Sohbet eşliğinde biraz daha oturmuştuk. Gerekli tüm konular konuşulduktan sonra da oradan ayrılmıştık.

Arabadan indikten sonra telefonum çaldı.

"Efendim binbaşı?"

"Yüzbaşı operasyon yapacağımız köye bilgi sızmış hemen harekete geçmemiz gerekiyor."

"Tamam biz üzerimizi değiştirip hemen geliyoruz." Telefonu kapatıp Altaner'in yanına gittim. "Göreve gidiyoruz, hazırlanmamız gerekiyor."

"Sorun ne?"

"Ben sana yolda anlatacağım."

Hızlı hareketlerle gerekli tüm hazırlıkları yapıp karargaha geçtik. Yolda durumu onada anlatmıştım.
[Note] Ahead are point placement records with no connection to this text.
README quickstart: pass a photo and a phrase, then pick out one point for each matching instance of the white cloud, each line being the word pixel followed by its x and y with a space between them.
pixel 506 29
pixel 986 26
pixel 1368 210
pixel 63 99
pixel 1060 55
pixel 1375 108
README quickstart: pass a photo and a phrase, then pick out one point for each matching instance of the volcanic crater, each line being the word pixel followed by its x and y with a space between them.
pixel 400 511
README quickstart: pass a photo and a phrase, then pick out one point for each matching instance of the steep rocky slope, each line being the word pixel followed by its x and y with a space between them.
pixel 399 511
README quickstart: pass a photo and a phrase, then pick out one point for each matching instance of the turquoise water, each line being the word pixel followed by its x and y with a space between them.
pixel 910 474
Geldiğimizde birlikler hazır olduğu için yola koyulduk. Yolda operasyonu gözden geçirip köyün haritasını inceledik. Umarım oraya ulaştığımızda adamları kaçırmış olmazdık.
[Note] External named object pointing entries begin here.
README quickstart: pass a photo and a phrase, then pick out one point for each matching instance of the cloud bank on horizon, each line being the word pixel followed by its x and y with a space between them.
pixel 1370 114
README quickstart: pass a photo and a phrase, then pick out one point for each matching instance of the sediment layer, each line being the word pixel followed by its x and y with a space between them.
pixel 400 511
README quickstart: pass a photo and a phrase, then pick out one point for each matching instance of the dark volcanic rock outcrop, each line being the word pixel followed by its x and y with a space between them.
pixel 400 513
Yarım saatin sonunda köye ulaştık.

"Yüzbaşı köyün etrafını sardık. Aldığımız bilgiye göre daha köyden çıkmamışlar."

"O zaman harekete geçmeye başlıyoruz binbaşı."

"Evet yüzbaşı başlıyoruz."

"Dikkatli ol kahve gözlüm." Operasyona giderken bile cilve yapıyor. Akıllanmaz bu adam.

"Ederim." Araçlardan uzaklaşıp köye ilerledik. Bir kaç ev dışında hiçbirinin ışıkları yanmıyordu. Saat daha dokuzdu. Işığı yanmayan evleri tespit etmiştik. Hepsinde yaşayan aileler vardı. "Işıkları kapalı evlerde olma ihtimalleri çok yüksek binbaşı."

"Bu evler daha önce tespit ettiğimiz evler. Haklısın dikkatli bir şekilde evlere dağılıyoruz. Dört ev olduğuna göre her eve üç kişi gidecek." Dağılımı yapıp işe koyulduk. Altaner, yavrumuz Çağın ve ben uzakta olan eve doğru dikkatlice ilerledik.

Eve yaklaştığımızda içlerinden gelen sesleri duyduk.

"Önce etrafına bakıp başka giriş var mı onu tespit edelim."

"Emredersin yüzbaşı karım." Evin etrafını kolaçan ettik. Başka giriş yoktu. Pencerelerde ise korkuluk vardı. Eğer içeride birileri varsa kaçma ihtimalleri yoktu. Biz merdivenleri tırmanmaya başladıktan sonra silah sesi duyuldu. Bizimkiler kendilerini erken ele vermişlerdi. Hızlanıp evin kapısına çıktık. Silahlarımızı hazırlayıp dışarı çıkmalarını bekledik. Çıkan herkesi alt ettikten sonra evin içine girdim. Her yeri kontrol ettim, kimse yoktu. Sonra dışarı çıktım.

"Kimse yok ev temiz."

"Bizde bunları hallettik gel hadi gidelim yüzbaşı karım." Merdivenleri tek tek inmeye başladım. Dört basamak indikten sonra arkamdan itildim. "Algın!" Merdivenlerden aşağıya yuvarlandım.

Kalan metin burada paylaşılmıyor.